Deeba Hasan, T J Kamalanabhan


The common practice of connecting to one’s job outside the primary office by using ICTs is linked to adverse outcomes like work-family conflict and poor-sleep quality. However, outcomes are shown to vary between individuals. This work aims to establish the root cause behind individual variations by unearthing the foundational generative mechanisms that lead to the outcomes. The ontological and epistemological approach of critical realism is used to propose a novel conceptual framework that offers a three-way interaction effect between psychological control over work-life balance, emotion regulation strategies and job-connectedness outcomes. According to the framework positive emotion regulation generated by the appropriate use of savoring and dampening strategies elicits specific neurobiological processes that mitigate adverse outcomes of job-connectedness.

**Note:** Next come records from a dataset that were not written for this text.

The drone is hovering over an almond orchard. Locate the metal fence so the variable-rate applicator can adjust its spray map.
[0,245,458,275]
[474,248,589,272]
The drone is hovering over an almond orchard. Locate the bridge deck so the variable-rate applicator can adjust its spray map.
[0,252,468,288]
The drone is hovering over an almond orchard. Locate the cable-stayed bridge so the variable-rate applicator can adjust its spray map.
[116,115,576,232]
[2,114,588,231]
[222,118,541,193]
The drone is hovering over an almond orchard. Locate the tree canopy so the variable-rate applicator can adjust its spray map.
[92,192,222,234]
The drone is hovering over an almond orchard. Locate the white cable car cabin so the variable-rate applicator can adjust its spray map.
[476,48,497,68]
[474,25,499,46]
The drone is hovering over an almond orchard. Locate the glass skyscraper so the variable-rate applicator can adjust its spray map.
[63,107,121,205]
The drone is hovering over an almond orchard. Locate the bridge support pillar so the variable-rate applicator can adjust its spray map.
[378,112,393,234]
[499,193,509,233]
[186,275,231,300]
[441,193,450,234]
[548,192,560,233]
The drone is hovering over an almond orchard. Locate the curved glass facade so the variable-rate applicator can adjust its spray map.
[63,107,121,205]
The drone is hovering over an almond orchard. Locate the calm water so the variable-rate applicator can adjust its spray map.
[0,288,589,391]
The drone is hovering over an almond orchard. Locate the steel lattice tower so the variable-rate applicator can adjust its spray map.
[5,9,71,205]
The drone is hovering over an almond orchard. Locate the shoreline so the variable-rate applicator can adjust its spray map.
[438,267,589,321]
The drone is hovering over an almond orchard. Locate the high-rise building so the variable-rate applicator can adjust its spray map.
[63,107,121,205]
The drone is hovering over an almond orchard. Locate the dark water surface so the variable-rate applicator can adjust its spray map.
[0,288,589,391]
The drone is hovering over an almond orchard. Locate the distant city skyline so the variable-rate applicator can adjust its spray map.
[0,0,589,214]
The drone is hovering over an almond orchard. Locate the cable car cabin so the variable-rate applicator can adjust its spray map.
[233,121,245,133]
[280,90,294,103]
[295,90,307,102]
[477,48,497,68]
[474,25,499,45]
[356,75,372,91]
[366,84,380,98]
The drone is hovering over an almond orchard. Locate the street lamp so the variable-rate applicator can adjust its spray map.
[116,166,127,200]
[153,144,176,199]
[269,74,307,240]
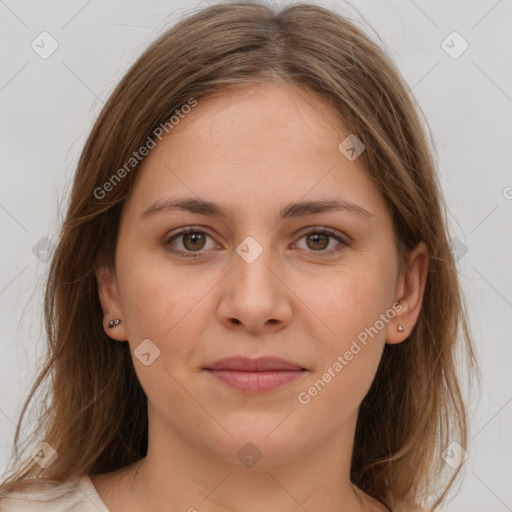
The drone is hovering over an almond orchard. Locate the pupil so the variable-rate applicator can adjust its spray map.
[308,233,329,249]
[184,233,203,249]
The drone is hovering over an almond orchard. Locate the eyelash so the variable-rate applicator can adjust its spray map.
[164,227,349,258]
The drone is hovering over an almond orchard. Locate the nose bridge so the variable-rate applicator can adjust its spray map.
[233,235,276,293]
[218,230,292,332]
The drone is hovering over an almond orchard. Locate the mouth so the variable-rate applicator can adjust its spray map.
[204,357,308,393]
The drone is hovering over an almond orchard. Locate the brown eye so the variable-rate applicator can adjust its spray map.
[182,231,206,251]
[306,233,330,250]
[164,228,215,258]
[297,228,349,256]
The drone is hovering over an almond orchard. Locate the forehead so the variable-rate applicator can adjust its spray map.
[124,84,388,222]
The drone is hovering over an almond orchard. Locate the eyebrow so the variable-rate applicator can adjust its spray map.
[139,197,373,221]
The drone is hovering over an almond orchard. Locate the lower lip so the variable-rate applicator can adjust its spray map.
[207,370,305,392]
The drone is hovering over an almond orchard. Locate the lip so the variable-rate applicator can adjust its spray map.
[205,356,307,393]
[205,356,306,372]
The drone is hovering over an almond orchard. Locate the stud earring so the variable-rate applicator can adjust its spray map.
[108,318,121,329]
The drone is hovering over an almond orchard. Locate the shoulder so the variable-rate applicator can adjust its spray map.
[0,475,108,512]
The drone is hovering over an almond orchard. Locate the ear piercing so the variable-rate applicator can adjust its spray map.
[108,318,121,329]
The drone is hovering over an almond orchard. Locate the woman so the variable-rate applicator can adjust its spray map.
[0,2,473,512]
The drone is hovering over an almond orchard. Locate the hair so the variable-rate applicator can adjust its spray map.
[0,2,476,510]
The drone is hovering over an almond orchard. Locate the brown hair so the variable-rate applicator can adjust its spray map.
[0,2,476,510]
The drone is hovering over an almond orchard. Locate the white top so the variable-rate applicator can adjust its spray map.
[0,475,109,512]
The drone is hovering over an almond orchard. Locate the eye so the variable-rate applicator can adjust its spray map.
[164,226,348,258]
[294,228,348,256]
[164,227,219,258]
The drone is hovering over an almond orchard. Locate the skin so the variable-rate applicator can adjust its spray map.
[91,84,428,512]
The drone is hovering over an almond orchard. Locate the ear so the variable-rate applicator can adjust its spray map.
[95,264,128,341]
[386,242,429,345]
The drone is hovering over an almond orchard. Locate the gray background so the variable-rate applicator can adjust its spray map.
[0,0,512,512]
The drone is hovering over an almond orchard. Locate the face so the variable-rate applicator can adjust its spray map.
[99,85,424,463]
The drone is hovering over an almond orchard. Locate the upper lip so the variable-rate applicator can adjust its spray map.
[205,356,306,372]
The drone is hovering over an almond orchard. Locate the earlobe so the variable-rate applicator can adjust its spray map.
[386,242,429,345]
[95,264,128,341]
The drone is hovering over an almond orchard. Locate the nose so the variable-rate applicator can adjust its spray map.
[217,242,293,333]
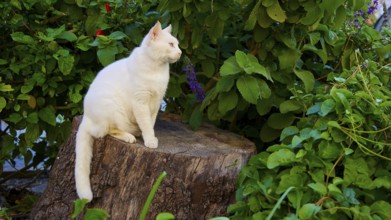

This work theoretically extends Bandura’s agentic perspective of socio-cognitive theory and practically provides managers with a deep understanding of the generative forces underlying human functioning that can be leveraged for hiring, leadership development and performance-management. An additional contribution of this work is providing a taxonomy of traditionally interchangeably-used terms to denote different kinds of alternate work arrangements, thus clearing the prevalent ambiguity in literature. A research limitation is the theoretical nature of the framework that needs to be tested empirically to confirm the effect sizes of the proposed relationships. This work is timely and offers future research directions in the interdisciplinary fields of IS and psychology.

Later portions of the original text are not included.